While the present study does not aim to highlight any category of compounds, we predict the possible presence of chemicals of concern in ENDS in general, including EDCs, based on the NR gene expression effects observed. The major focus of this study is to test the ability of NR-gene-expression-based assays to be used as a screening method for the risk and exposure assessment of harmful chemicals in electronic cigarettes. This pioneering pilot study marks the first exploration of lung NR sensitivity to electronic cigarette exposure, yielding pilot data for further studies. This is a pilot study with the small exposure group sizes and limited range of nicotine concentration. Therefore, our results are indicative of the possibilities and need to be replicated and confirmed with larger exposure groups and increasing the range of nicotine concentrations. However, the findings provide a robust foundation for future investigations, enabling targeted studies on specific NR mechanisms within the lungs.

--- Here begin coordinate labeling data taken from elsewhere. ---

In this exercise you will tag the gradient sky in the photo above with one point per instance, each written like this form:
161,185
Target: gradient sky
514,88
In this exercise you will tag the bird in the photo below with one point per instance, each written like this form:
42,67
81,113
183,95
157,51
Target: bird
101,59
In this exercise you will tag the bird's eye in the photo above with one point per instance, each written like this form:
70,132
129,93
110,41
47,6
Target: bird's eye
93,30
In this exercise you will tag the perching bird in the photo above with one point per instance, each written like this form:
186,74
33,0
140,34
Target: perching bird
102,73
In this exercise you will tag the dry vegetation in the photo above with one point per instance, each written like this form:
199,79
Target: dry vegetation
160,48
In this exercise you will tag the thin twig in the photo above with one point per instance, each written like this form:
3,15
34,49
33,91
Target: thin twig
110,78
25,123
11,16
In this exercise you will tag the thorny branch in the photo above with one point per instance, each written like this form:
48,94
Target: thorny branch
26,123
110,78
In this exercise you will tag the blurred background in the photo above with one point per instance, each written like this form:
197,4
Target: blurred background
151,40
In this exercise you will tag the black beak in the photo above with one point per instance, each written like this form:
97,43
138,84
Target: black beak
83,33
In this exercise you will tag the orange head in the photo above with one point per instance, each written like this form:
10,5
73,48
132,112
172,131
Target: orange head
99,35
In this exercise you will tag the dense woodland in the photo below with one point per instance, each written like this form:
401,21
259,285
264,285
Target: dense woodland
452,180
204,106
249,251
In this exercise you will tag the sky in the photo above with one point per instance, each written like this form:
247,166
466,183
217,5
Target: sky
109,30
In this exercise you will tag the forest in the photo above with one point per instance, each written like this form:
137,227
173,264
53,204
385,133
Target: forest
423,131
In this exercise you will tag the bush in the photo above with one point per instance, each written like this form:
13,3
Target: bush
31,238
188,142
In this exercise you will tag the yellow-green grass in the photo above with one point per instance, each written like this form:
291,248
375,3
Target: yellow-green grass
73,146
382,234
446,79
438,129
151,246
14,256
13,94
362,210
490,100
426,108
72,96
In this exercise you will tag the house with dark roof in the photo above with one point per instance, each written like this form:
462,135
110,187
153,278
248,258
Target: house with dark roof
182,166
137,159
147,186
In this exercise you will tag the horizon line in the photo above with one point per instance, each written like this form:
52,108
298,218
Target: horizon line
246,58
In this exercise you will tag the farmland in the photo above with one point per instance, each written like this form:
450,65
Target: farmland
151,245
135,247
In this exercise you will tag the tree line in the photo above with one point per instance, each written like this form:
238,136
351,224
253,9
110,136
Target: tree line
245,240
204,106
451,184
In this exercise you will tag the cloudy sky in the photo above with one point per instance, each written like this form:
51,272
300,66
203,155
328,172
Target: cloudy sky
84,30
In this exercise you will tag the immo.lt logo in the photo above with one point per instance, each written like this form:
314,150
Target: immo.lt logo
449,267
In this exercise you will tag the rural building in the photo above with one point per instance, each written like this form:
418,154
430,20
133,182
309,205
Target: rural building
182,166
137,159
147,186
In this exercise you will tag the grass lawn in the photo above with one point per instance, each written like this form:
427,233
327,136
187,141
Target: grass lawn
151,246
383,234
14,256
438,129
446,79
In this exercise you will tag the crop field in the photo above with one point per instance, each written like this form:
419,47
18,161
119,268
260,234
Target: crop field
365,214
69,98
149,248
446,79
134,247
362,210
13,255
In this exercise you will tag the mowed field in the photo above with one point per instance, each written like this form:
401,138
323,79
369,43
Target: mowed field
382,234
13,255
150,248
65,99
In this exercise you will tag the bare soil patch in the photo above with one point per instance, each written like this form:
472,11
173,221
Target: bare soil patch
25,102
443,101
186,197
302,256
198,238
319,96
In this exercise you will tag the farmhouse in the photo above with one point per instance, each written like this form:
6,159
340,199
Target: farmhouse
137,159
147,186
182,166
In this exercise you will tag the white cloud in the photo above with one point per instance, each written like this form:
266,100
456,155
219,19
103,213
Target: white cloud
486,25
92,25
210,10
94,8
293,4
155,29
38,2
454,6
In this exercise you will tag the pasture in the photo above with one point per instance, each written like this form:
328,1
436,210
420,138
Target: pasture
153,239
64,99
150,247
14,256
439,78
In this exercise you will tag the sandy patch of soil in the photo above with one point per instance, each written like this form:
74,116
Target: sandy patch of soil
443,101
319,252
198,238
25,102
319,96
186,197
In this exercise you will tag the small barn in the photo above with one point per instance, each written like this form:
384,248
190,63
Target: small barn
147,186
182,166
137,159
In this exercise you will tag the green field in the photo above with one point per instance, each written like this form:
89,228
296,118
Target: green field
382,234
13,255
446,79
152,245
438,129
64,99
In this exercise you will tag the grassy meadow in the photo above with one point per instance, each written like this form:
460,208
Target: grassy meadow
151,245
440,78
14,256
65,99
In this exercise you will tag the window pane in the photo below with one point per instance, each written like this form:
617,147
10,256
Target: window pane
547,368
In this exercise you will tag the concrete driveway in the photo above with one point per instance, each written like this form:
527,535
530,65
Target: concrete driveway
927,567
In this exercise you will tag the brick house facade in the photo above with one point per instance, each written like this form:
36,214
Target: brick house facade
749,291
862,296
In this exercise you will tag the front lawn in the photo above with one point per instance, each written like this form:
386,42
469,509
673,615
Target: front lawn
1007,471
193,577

It is crucial to acknowledge that further research is essential to delve into specific NRs and their downstream mechanisms, particularly in understanding their roles in inducing lung toxicities.

5. Conclusions

The current study underscores the significant public health concern posed by ENDS, which contain harmful substances such as EDCs. The sensitivity of NR-mediated mechanisms to e-cigarette exposure, irrespective of nicotine presence, is a noteworthy finding. The diverse response of NR expression patterns across sexes and between non-nicotine and different nicotine concentrations highlights the complexity of these mechanisms and warrants further confirmation studies. The observed alterations in NR expression may contribute to the adverse effects associated with e-cigarette use, emphasizing the necessity for further research on NRs as potential biomarkers for risk and exposure assessment in the context of e-cigarettes. Furthermore, the results revealed sex differences in NR-mediated e-cigarette toxicities, with distinct responses in male and female mice. This sex-specific variability adds complexity to understanding the impact of e-cigarettes on the endocrine system. Our findings provide a rationale to further investigate role of sex into the potential risks linked to e-cigarette exposure and emphasize the need for comprehensive research to assess the safety profile of electronic nicotine delivery systems. The study suggests that e-cigarette exposure may induce NR-mediated lung toxicities, prompting further investigation into the use of NRs as biomarkers for risk and exposure assessment. The sensitivity of these mechanisms to various chemicals, including EDCs, makes it particularly intriguing for future research aimed at enhancing our understanding of the potential health risks associated with electronic cigarette use.